From: Julien Grall <julien.grall@linaro.org>
To: xen-devel@lists.xenproject.org
Cc: Ian Campbell <Ian.Campbell@eu.citrix.com>,
Paolo Valente <paolo.valente@unimore.it>,
Keir Fraser <keir@xen.org>,
ian.campbell@citrix.com,
Stefano Stabellini <stefano.stabellini@eu.citrix.com>,
Ian Jackson <Ian.Jackson@eu.citrix.com>,
Dario Faggioli <dario.faggioli@citrix.com>,
tim@xen.org, Julien Grall <julien.grall@citrix.com>,
Eric Trudeau <etrudeau@broadcom.com>,
Andrew Cooper <andrew.cooper3@citrix.com>,
stefano.stabellini@citrix.com, Jan Beulich <JBeulich@suse.com>,
Arianna Avanzini <avanzini.arianna@gmail.com>,
Viktor Kleinik <viktor.kleinik@globallogic.com>
Subject: Re: [PATCH v2 01/21] xen/common: do not implicitly permit access to mapped I/O memory
Date: Thu, 31 Jul 2014 16:22:18 +0100 [thread overview]
Message-ID: <53DA5F2A.9070705@linaro.org> (raw)
In-Reply-To: <1406818852-31856-2-git-send-email-julien.grall@linaro.org>
Hi all,
Please forgot this patch. I've added it by mistake in my series.
Regards,
On 07/31/2014 04:00 PM, Julien Grall wrote:
> From: Arianna Avanzini <avanzini.arianna@gmail.com>
>
> Currently, the XEN_DOMCTL_memory_mapping hypercall implicitly grants
> to a domain access permission to the I/O memory areas mapped in its
> guest address space. This conflicts with the presence of a specific
> hypercall (XEN_DOMCTL_iomem_permission) used to grant such a permission
> to a domain.
> This commit separates the functions of the two hypercalls by having only
> the latter be able to permit I/O memory access to a domain, and the
> former just performing the mapping after a permissions check on both the
> granting and the grantee domains.
>
> Signed-off-by: Arianna Avanzini <avanzini.arianna@gmail.com>
> Cc: Dario Faggioli <dario.faggioli@citrix.com>
> Cc: Paolo Valente <paolo.valente@unimore.it>
> Cc: Stefano Stabellini <stefano.stabellini@eu.citrix.com>
> Cc: Julien Grall <julien.grall@citrix.com>
> Cc: Ian Campbell <Ian.Campbell@eu.citrix.com>
> Cc: Jan Beulich <JBeulich@suse.com>
> Cc: Keir Fraser <keir@xen.org>
> Cc: Tim Deegan <tim@xen.org>
> Cc: Ian Jackson <Ian.Jackson@eu.citrix.com>
> Cc: Andrew Cooper <andrew.cooper3@citrix.com>
> Cc: Eric Trudeau <etrudeau@broadcom.com>
> Cc: Viktor Kleinik <viktor.kleinik@globallogic.com>
> ---
> xen/common/domctl.c | 36 ++++++++++--------------------------
> 1 file changed, 10 insertions(+), 26 deletions(-)
>
> diff --git a/xen/common/domctl.c b/xen/common/domctl.c
> index 80b7800..04ecd53 100644
> --- a/xen/common/domctl.c
> +++ b/xen/common/domctl.c
> @@ -917,7 +917,8 @@ long do_domctl(XEN_GUEST_HANDLE_PARAM(xen_domctl_t) u_domctl)
> break;
>
> ret = -EPERM;
> - if ( !iomem_access_permitted(current->domain, mfn, mfn_end) )
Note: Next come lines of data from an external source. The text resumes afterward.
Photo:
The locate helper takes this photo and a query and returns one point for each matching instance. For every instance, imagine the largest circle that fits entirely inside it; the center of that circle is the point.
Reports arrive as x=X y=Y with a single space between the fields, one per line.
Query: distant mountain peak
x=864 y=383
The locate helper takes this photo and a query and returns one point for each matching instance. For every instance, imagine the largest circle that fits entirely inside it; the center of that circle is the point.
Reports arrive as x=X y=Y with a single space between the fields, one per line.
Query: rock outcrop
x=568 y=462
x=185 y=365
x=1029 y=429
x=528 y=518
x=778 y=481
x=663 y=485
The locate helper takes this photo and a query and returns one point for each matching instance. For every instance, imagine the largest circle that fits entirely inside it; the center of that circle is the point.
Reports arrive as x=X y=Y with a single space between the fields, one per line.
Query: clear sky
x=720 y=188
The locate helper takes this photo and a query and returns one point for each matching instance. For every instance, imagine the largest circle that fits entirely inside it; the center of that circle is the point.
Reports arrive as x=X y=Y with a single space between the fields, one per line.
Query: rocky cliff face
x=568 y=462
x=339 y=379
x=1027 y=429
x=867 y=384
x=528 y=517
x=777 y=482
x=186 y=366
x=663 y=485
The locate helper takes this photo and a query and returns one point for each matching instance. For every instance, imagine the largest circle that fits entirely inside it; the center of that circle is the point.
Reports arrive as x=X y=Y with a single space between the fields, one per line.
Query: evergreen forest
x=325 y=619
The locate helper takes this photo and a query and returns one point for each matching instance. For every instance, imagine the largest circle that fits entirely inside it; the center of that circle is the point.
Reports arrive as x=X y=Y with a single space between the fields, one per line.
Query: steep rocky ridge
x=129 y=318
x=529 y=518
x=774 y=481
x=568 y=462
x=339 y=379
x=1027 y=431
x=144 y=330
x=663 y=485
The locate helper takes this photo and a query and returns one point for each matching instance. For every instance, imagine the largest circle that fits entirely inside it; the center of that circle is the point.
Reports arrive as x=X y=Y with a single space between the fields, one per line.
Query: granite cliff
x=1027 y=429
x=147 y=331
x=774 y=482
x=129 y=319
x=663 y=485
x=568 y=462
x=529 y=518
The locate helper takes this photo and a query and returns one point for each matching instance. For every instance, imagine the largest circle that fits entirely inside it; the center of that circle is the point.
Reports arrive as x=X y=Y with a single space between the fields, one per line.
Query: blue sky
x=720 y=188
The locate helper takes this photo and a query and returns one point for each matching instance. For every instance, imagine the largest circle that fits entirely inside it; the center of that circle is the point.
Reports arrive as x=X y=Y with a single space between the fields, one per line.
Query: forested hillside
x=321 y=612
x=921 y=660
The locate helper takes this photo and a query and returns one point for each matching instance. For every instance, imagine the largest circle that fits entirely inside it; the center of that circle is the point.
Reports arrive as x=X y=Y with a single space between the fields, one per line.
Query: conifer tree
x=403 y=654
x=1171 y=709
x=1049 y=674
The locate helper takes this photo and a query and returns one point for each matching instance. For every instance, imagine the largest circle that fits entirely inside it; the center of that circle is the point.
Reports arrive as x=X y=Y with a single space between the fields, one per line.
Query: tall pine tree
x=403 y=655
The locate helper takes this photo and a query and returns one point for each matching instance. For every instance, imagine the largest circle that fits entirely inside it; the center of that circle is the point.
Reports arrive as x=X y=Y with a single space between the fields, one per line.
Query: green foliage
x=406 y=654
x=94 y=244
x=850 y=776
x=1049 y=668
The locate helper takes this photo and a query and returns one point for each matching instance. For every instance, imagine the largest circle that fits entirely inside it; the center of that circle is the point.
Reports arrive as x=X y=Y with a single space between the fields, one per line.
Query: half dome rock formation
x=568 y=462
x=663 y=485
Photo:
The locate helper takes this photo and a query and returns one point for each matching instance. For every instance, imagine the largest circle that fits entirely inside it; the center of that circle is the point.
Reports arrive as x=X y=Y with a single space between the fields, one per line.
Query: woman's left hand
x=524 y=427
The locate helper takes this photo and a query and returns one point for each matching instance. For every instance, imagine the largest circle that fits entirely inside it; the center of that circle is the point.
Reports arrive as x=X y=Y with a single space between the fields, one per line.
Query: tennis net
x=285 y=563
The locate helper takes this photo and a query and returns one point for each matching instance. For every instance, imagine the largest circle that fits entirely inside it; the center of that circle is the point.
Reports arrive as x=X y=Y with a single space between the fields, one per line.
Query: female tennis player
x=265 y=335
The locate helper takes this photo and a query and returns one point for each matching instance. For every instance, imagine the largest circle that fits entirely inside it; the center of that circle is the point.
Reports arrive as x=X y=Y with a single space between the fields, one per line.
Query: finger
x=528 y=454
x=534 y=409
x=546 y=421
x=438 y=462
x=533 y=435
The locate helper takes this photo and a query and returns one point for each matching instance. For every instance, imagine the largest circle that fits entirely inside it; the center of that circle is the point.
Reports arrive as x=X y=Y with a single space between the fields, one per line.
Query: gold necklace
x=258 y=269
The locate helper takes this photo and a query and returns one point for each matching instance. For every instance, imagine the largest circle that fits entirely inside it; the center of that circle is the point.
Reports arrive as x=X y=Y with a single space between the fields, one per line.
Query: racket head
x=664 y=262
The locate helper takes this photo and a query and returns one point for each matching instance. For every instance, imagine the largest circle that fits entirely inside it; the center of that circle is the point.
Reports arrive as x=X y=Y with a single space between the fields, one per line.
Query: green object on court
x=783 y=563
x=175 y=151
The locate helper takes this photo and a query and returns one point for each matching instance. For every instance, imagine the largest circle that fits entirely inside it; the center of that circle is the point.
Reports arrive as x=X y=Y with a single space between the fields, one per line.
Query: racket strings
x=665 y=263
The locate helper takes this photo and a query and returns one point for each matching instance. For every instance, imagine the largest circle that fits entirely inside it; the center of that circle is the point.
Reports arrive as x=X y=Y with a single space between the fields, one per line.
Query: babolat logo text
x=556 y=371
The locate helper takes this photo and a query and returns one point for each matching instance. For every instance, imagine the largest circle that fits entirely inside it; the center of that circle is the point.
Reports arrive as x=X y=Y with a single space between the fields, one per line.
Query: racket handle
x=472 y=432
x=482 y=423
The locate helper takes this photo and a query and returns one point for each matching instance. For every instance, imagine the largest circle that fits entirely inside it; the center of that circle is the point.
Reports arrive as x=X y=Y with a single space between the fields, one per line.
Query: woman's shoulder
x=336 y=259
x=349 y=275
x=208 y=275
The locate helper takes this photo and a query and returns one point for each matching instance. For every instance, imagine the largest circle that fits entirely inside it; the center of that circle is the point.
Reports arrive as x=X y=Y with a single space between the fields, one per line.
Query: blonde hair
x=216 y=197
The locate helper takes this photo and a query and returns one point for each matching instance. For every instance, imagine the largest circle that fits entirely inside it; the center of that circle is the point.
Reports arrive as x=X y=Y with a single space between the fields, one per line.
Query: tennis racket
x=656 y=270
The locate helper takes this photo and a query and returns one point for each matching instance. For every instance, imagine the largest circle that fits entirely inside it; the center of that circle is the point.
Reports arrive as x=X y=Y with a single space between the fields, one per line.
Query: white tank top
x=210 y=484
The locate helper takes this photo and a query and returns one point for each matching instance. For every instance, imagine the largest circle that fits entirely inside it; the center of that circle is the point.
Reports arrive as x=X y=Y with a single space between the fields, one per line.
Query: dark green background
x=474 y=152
> + if ( !iomem_access_permitted(current->domain, mfn, mfn_end) ||
> + !iomem_access_permitted(d, mfn, mfn_end) )
> break;
>
> ret = xsm_iomem_mapping(XSM_HOOK, d, mfn, mfn_end, add);
> @@ -930,40 +931,23 @@ long do_domctl(XEN_GUEST_HANDLE_PARAM(xen_domctl_t) u_domctl)
> "memory_map:add: dom%d gfn=%lx mfn=%lx nr=%lx\n",
> d->domain_id, gfn, mfn, nr_mfns);
>
> - ret = iomem_permit_access(d, mfn, mfn_end);
> - if ( !ret )
> - {
> - ret = map_mmio_regions(d, gfn, nr_mfns, mfn);
> - if ( ret )
> - {
> - printk(XENLOG_G_WARNING
> - "memory_map:fail: dom%d gfn=%lx mfn=%lx nr=%lx ret:%ld\n",
> - d->domain_id, gfn, mfn, nr_mfns, ret);
> - if ( iomem_deny_access(d, mfn, mfn_end) &&
> - is_hardware_domain(current->domain) )
> - printk(XENLOG_ERR
> - "memory_map: failed to deny dom%d access to [%lx,%lx]\n",
> - d->domain_id, mfn, mfn_end);
> - }
> - }
> + ret = map_mmio_regions(d, gfn, nr_mfns, mfn);
> + if ( ret )
> + printk(XENLOG_G_WARNING
> + "memory_map:fail: dom%d gfn=%lx mfn=%lx nr=%lx ret:%ld\n",
> + d->domain_id, gfn, mfn, nr_mfns, ret);
> }
> else
> {
> - int rc = 0;
> -
> printk(XENLOG_G_INFO
> "memory_map:remove: dom%d gfn=%lx mfn=%lx nr=%lx\n",
> d->domain_id, gfn, mfn, nr_mfns);
>
> - rc = unmap_mmio_regions(d, gfn, nr_mfns, mfn);
> - ret = iomem_deny_access(d, mfn, mfn_end);
> - if ( !ret )
> - ret = rc;
> + ret = unmap_mmio_regions(d, gfn, nr_mfns, mfn);
> if ( ret && is_hardware_domain(current->domain) )
> printk(XENLOG_ERR
> - "memory_map: error %ld %s dom%d access to [%lx,%lx]\n",
> - ret, rc ? "removing" : "denying", d->domain_id,
> - mfn, mfn_end);
> + "memory_map: error %ld removing dom%d access to [%lx,%lx]\n",
> + ret, d->domain_id, mfn, mfn_end);
> }
> /* Do this unconditionally to cover errors on above failure paths. */
> memory_type_changed(d);
>
--
Julien Grall
next prev parent reply other threads:[~2014-07-31 15:22 UTC|newest]
Thread overview: 119+ messages / expand[flat|nested] mbox.gz Atom feed top
2014-07-31 15:00 [PATCH v2 00/21] xen/arm: Add support for non-pci passthrough Julien Grall
2014-07-31 15:00 ` [PATCH v2 01/21] xen/common: do not implicitly permit access to mapped I/O memory Julien Grall
2014-07-31 15:22 ` Julien Grall [this message]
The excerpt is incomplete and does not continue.